可是后来,顾宗起死了,边境传来消息,说忠于顾宗起的数十名部将俱都被杀,顾骁野仍是没有出现。
邵骞心中那点侥幸也就彻底断了。
顾骁野若是活着,怎可能会任由自己的父亲和忠心下属死去,也还能沉得住气。
当初许落是和顾骁野一同坠崖的,他既不在,那许落自然也是不在了。
这三年来,邵骞每年都会去许落的衣冠冢祭扫,只是,再不曾对任何人提起许落。
他所有的精力都用在了治国强军上。
一面与大周虚与委蛇,保持交好关系,一面半分都不敢懈怠,韬光养晦,一心想要重振西戎国力。
许落早已成为他脑海深处的记忆。
却不意,因微服巡查,无意间路过这个小镇,遇到了许落。
邵骞目光复杂地看着她,“这些年,你既一直在西戎国,为何不来找我?”
“大周与西戎闹成那样,和亲也没有什么意义了。阿野是想要送我去找你,是我不肯去。”
许落担心邵骞会找顾骁野麻烦,所以干脆直言道:“我喜欢的人,是阿野。我们早就成婚了。如今我们只想做普通人,而且好歹也算是西戎国的子民,还请你大人有大量,不要为难阿野。”

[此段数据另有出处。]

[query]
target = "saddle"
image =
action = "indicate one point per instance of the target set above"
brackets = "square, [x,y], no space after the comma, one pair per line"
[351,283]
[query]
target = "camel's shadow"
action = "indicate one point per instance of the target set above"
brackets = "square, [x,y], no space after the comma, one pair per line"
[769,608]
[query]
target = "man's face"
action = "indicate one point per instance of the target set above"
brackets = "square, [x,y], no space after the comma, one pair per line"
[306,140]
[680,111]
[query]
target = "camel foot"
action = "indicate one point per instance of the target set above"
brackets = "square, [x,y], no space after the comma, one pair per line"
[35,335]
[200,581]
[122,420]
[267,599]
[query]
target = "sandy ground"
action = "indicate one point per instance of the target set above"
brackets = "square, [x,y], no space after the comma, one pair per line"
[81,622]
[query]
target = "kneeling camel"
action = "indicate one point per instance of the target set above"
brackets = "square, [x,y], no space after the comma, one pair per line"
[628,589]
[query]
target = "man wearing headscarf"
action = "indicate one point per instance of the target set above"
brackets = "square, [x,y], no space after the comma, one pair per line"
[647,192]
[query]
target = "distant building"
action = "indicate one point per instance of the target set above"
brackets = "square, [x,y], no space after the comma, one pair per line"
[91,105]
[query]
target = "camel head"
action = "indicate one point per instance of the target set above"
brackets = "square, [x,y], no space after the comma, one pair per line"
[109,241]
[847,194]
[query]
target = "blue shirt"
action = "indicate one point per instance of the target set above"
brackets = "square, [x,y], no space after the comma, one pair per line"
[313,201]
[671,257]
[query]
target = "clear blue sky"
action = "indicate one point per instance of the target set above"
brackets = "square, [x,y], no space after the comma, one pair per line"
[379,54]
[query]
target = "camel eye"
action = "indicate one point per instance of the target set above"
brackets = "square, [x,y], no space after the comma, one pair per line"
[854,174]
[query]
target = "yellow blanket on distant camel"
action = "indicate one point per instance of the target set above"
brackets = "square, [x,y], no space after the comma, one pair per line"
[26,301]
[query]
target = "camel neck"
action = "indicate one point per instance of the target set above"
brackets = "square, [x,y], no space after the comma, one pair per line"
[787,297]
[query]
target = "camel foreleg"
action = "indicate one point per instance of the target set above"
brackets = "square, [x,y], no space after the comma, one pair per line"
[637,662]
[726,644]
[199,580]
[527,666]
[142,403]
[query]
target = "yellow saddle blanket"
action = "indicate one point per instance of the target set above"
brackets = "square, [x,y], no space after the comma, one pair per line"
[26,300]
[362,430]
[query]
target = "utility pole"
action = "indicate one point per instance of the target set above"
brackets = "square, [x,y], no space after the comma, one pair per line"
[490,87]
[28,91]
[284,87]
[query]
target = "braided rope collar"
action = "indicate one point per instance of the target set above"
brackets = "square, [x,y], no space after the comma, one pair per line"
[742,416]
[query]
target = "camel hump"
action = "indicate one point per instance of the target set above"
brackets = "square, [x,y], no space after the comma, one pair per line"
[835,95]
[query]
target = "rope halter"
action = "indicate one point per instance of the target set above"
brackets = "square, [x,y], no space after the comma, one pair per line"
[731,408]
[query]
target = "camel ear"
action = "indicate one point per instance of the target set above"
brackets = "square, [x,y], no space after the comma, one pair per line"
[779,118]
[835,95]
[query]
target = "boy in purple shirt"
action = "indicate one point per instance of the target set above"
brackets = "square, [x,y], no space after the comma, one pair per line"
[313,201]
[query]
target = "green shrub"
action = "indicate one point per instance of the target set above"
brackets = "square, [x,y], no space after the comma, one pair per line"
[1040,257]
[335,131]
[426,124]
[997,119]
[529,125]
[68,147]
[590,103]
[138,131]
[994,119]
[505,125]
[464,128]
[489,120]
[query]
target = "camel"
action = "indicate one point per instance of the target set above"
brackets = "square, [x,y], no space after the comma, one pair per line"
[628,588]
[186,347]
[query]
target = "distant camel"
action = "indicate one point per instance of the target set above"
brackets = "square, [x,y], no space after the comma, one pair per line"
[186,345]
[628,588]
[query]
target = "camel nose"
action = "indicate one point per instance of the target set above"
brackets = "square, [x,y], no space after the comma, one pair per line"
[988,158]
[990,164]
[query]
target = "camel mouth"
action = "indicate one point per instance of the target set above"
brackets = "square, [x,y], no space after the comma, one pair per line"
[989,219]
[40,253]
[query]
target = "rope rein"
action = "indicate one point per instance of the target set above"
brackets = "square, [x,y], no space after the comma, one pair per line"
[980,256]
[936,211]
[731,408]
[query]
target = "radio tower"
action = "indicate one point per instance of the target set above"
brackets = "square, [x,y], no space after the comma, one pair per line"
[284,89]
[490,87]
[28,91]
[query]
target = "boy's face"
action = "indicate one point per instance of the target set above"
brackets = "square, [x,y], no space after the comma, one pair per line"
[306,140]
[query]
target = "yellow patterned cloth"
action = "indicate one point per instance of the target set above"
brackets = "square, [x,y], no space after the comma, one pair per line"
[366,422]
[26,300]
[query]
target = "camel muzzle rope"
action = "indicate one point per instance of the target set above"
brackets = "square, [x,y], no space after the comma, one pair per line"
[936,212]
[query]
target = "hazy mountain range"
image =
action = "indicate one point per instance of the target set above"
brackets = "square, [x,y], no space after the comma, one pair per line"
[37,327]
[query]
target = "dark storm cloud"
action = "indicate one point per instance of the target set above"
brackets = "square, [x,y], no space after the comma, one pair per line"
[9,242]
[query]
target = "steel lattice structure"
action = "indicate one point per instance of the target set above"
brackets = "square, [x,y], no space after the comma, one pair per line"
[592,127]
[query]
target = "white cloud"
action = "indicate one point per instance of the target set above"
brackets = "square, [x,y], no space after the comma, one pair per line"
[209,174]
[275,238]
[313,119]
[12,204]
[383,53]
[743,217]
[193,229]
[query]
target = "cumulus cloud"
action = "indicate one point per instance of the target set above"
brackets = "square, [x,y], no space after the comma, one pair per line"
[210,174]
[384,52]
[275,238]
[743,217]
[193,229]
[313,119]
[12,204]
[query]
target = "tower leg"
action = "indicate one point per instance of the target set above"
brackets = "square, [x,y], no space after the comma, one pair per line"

邵骞闻言,倒是笑了:“那是自然。难得重逢,你和顾骁野又做了夫妻,怎么也得请我吃个饭吧?”
他言语中并无恶意,许落犹豫片刻,带他回了她和顾骁野的家。
当时的处境,她便是不带邵骞,怕是邵骞,也必定会去见顾骁野的。
许落回去时,顾骁野正在院中劈柴,看到邵骞,神色顿时沉冷了几分。
“阿野。”许落尽量让语气变得轻松,“你看谁来了。”
顾骁野走过来,一言不发地将许落拉到自己身边,看向邵骞的眼神,锐利又冷漠。
邵骞笑了笑:“好歹故人一场,这么不欢迎我?”
二人的目光交汇片刻,顾骁野温声道:“落儿,去给客人备茶。”
目送许落进屋,顾骁野这才重新看向邵骞,冷冷道:“有什么冲我来,没必要为难她。”
“你们夫妻,还真是心有灵犀,说的话都是一样一样的。”
邵骞笑道,“你放心,当初和亲没成,我要怪也只会怪到邵赢头上,和你没关系。如今你们既然成了夫妻,我也没有拆别人姻缘强抢他人妻子的恶习,所以,你大可放心。”
他在院中石凳上坐下,意味深长地说:“不过,你既然还活着,我还真有事,想要找你——”
许落正好端茶出来,邵骞便顿了顿,四下打量着院子,“你们小院还挺漂亮,种了这么多花花草草。”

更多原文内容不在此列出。